# Stuck rp



## Universe (Jan 8, 2020)

Anyone want to get stuck?


----------



## Captain TrashPanda (Jan 8, 2020)




----------



## Water Draco (Jan 8, 2020)

Universe said:


> Anyone want to get stuck?



Should we just soak you in penetrating oil and fit fine mesh gratings over anything that you could ever possibly get stuck in?


----------



## Borophagus Metropolis (Jan 8, 2020)

Is that like when you have a knot stuck in a rope?


----------



## ConorHyena (Jan 8, 2020)

guys, this is uni's LFRP thread.


----------



## SkyeLegs (Jan 8, 2020)

Depends on getting stuck in _what?_


----------



## Joni (Jan 8, 2020)

SkyeLegs said:


> Depends on getting stuck in _what?_


In @ConorHyena ( ͡° ͜ʖ ͡°)


----------



## Borophagus Metropolis (Jan 8, 2020)

ConorHyena said:


> guys, this is uni's LFRP thread.



WTF is LFRP and why do I want to get stuck?


----------



## ConorHyena (Jan 8, 2020)

Borophagus Monoclinous said:


> WTF is LFRP and why do I want to get stuck?


LFRP = looking for RP


----------



## Borophagus Metropolis (Jan 8, 2020)

ConorHyena said:


> LFRP = looking for RP



I see. Clearly, I am not up to speed on the most current acronyms. On top of that, I do not know how to RP. Peace out.


----------



## Bluefiremark II (Jan 8, 2020)

Borophagus Monoclinous said:


> I see. Clearly, I am not up to speed on the most current acronyms. On top of that, I do not know how to RP. Peace out.

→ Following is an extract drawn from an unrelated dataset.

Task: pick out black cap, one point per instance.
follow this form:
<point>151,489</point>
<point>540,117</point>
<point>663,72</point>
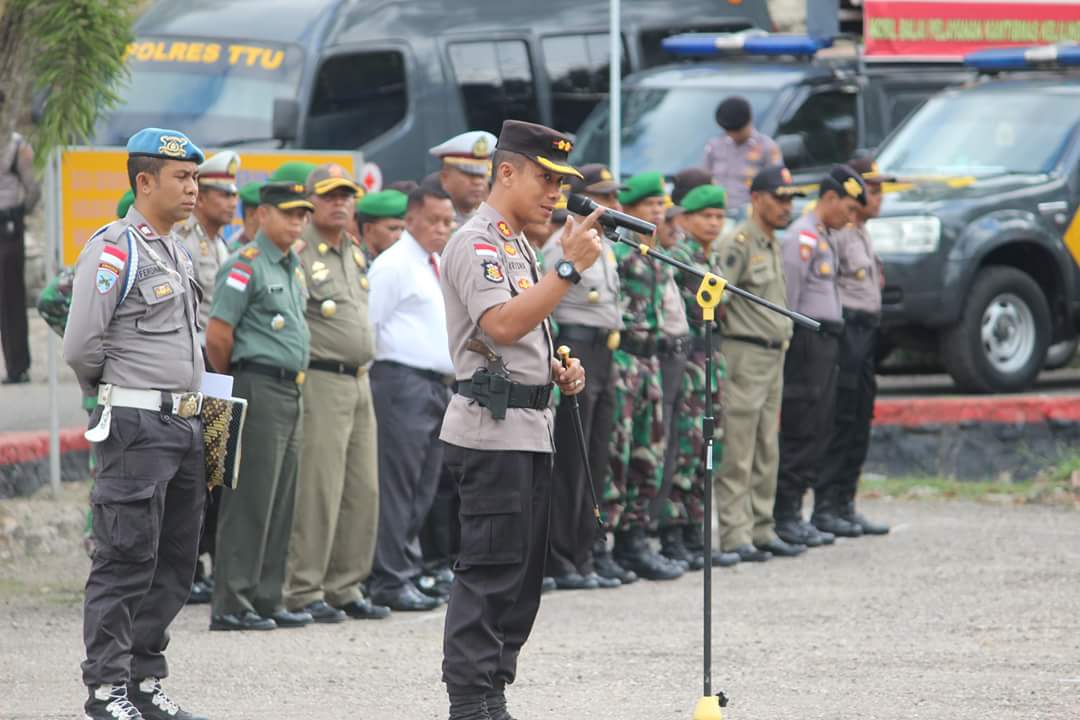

Doesn't know how to rp yet is in the roleplaying threads section HMMMM. Lol


----------



## Borophagus Metropolis (Jan 8, 2020)

Bluefiremark II said:


> Doesn't know how to rp yet is in the roleplaying threads section HMMMM. Lol



Need to learn somehow. I figured getting "stuck" would be an easy RP for beginners.

*is stuck*
*tries to move*
*can't move*
*panic begins to set in*
*takes deep breaths*
*awoos for help*


----------



## Joni (Jan 8, 2020)

Borophagus Monoclinous said:


> *awoos for help*


*AWOOO!!*


----------



## SLB-Portu24 (Jan 8, 2020)

Hope its not a sona centipede kind of thingy.


----------



## Tyno (Jan 8, 2020)

*pulls out stack of sticky notes*
I see us in a sticky situation...
*puts a sticky note on @Universe*
Do you think we're stuck doing the same things over again?
*puts a sticky note on @Captain TrashPanda*
Sticking to what the people in power tell us to do?
*puts a sticknote on @Water Draco*
Well... i'm tired of being a stick in a mud about all this routine and... uhh stuff.
*puts a sticky note on @Borophagus Monoclinous*
So let's stick to a new set of rules!
*puts a sticky note on @ConorHyena*
It appears that i'm stuck saying a few keywords every sentence i make in this post...
*puts sticky note on @SkyeLegs*
I'm sorry i can't think of anymore sentences. I just couldn't stick with it...
*puts a stickynote on @Joni*
I hope my words im saying right now stick in your thoughts...
*puts a stickynote on @Bluefiremark II*
FINALLY IM FREE FROM BEING STUCK HERE WRITING THESE POORLY DONE SENTENCES!
*puts a stickynote on @SLB-Portu24*


----------



## Captain TrashPanda (Jan 8, 2020)

Tyno said:


> *pulls out stack of sticky notes*
> I see us in a sticky situation...
> *puts a sticky note on @Universe*
> Do you think we're stuck doing the same things over again?
> ...


Touche, manokit


----------